Ukraine’s armed forces General Staff said late on Monday that Russian forces were heavily shelling towns on the west bank of the Dnipro River, including Kherson, abandoned by Moscow earlier this month. Zelensky said in his address that Russian forces shelled Kherson and communities in the region 258 times in the last week alone.

Russia launched what it calls its “special military operation” on Feb. 24 to demilitarize its neighbor and protect Russian speakers. Ukraine and Western nations have dismissed this as a baseless pretext for invasion.

New phase

Along front lines in eastern Ukraine, the onset of winter is ushering in a new phase of the conflict, after several months of Russian retreats, with intense trench warfare along heavily fortified positions.

With Russian forces having pulled back in the northeast and withdrawn across the Dnipro River in the south, the front line is only around half the length it was a few months ago, making it harder for Ukrainian forces to pinpoint weakly defended stretches to attempt a new breakthrough.

The Pentagon is considering a Boeing proposal to supply Ukraine with cheap, small precision bombs fitted onto abundantly available rockets, allowing Kyiv to strike far behind Russian lines as the West struggles to meet demand for more arms.

U.S. and allied military inventories are shrinking, and Ukraine faces an increasing need for more sophisticated weapons as the war drags on.

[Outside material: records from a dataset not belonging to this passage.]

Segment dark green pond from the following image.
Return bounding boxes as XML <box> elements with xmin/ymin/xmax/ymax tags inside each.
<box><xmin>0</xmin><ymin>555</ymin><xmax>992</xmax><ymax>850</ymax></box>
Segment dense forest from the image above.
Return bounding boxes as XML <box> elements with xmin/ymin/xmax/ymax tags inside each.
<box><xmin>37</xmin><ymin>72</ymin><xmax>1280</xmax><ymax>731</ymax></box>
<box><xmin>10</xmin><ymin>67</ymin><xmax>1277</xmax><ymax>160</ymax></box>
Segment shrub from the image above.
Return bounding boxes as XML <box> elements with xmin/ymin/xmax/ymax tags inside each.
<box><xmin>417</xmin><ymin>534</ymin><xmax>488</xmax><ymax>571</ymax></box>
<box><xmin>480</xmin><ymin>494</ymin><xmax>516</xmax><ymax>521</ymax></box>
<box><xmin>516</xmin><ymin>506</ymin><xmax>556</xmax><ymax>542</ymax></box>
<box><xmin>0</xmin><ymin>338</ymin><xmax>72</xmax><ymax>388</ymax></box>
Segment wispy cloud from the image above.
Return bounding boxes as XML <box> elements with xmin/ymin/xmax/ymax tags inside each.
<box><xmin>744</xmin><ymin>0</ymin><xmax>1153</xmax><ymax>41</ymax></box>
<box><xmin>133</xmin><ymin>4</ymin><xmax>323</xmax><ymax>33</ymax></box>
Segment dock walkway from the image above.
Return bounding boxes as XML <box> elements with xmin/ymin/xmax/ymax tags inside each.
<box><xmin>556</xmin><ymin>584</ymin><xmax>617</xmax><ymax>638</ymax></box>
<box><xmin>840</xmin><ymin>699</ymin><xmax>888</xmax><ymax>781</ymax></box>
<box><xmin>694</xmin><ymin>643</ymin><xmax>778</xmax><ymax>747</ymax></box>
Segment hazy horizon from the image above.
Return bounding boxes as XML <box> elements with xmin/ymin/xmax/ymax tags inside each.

In its evening update on Monday, Ukraine’s armed forces General Staff said Russia kept up heavy shelling of key targets Bakhmut and Avdiivka in Donetsk province, and to the north bombarded areas around the towns of Kupiansk and Lyman, both recaptured recently by Kyiv.

It said Ukrainian forces had damaged a rail bridge north of the Russian-occupied southern city of Melitopol that has been key to supplying Russian forces dug in there.

Reuters could not independently verify battlefield reports.